Pada tanggal 1 Juni 1999, Perumka mulai menunjukan keterbukaannya dan berubah menjadi PT. Kereta Api (Persero). (PT. KA). Pada bulan Mei 2010 di bawah leadership Ignasius Jonan kala itu nama PT. KA berubah menjadi PT. Kereta Api Indonesia (Persero) (PT. KAI) hingga sekarang. Perkeretaapian di Indonesia sama halnya seperti perubahan namanya mengalami perubahan dari sisi infrastrukrur, fasilitas dan layanan agar dapat menjadi lebih baik lagi tentunya.

Hasrat peningkatan dari pelayanan kereta api merupakan kemauan dan juga keinginan berbagai pihak, utamanya konsumen tentunya. Hal ini dikarenakan kereta api adalah transportasi masal yang mampu mengangkut banyak penumpang secara bersamaan melebihi pesawat terbang dan juga harganya yang cukup terjangkau oleh kalangan mayoritas masyarakat Indonesia, walaupun dalam rentang waktu, kereta api membutuhkan lebih banyak waktu dalam sekali perjalanan dibandingkan saat memilih menggunakan pesawat terbang.

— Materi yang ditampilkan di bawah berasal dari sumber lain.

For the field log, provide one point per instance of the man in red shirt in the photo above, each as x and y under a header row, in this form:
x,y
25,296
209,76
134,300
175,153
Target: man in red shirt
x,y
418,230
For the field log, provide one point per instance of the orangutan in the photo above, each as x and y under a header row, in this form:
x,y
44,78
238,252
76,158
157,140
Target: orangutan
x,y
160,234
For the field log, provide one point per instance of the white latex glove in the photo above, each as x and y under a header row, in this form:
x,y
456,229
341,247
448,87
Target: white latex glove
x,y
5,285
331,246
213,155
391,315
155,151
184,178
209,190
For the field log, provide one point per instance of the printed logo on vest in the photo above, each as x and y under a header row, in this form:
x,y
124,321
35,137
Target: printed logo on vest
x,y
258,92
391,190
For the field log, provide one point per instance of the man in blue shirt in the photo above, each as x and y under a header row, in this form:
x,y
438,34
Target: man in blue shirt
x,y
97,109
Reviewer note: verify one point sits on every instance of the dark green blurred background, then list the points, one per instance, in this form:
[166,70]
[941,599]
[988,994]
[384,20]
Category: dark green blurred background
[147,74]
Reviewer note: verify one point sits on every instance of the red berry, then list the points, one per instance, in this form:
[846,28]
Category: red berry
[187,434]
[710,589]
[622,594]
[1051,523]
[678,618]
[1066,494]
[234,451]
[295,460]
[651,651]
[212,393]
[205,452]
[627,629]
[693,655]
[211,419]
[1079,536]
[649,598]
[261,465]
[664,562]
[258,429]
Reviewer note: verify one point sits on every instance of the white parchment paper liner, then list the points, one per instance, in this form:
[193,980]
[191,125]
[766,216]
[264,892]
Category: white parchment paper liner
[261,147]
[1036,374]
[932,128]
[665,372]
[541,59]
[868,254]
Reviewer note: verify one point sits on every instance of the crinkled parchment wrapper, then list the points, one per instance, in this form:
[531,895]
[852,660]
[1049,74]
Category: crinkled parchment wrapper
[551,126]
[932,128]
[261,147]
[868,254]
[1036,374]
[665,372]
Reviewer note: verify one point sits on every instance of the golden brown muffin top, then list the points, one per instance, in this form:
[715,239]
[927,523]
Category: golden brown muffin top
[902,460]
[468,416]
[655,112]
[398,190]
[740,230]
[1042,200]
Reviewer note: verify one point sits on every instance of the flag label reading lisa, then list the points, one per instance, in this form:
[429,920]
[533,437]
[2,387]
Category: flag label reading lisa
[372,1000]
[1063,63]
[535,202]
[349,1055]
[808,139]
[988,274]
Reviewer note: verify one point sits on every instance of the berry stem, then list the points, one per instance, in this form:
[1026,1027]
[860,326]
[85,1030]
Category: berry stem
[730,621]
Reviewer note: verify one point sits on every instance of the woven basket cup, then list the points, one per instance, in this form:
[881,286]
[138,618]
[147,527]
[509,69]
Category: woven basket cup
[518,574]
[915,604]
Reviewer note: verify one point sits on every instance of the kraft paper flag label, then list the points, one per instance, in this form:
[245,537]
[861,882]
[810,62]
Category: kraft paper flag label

Bagi kebanyakan masyarakat Indonesia saat ini, tidak menjadi masalah jika harus memilih menggunakan moda transportasi kereta api. Meskipun kita ketahui bersama tidak mudah pula prosedur mulai dari awal pembelian tiket hingga sampai pada titik naik kereta api itu sendiri. Moderenisasi pembelian tiket menggunakan aplikasi online dan juga cara membayar via transfer ataupun pembelian langsung di agen resmi sebut saja minimarket misalnya, tentu ini menjadi hal yang bisa dipandang dua sisi. Antara mempermudah konsumen dan bisa juga dipandang menyulitkan bagi mereka yang gagap teknologi seperti kalangan usia sepuh tentunya.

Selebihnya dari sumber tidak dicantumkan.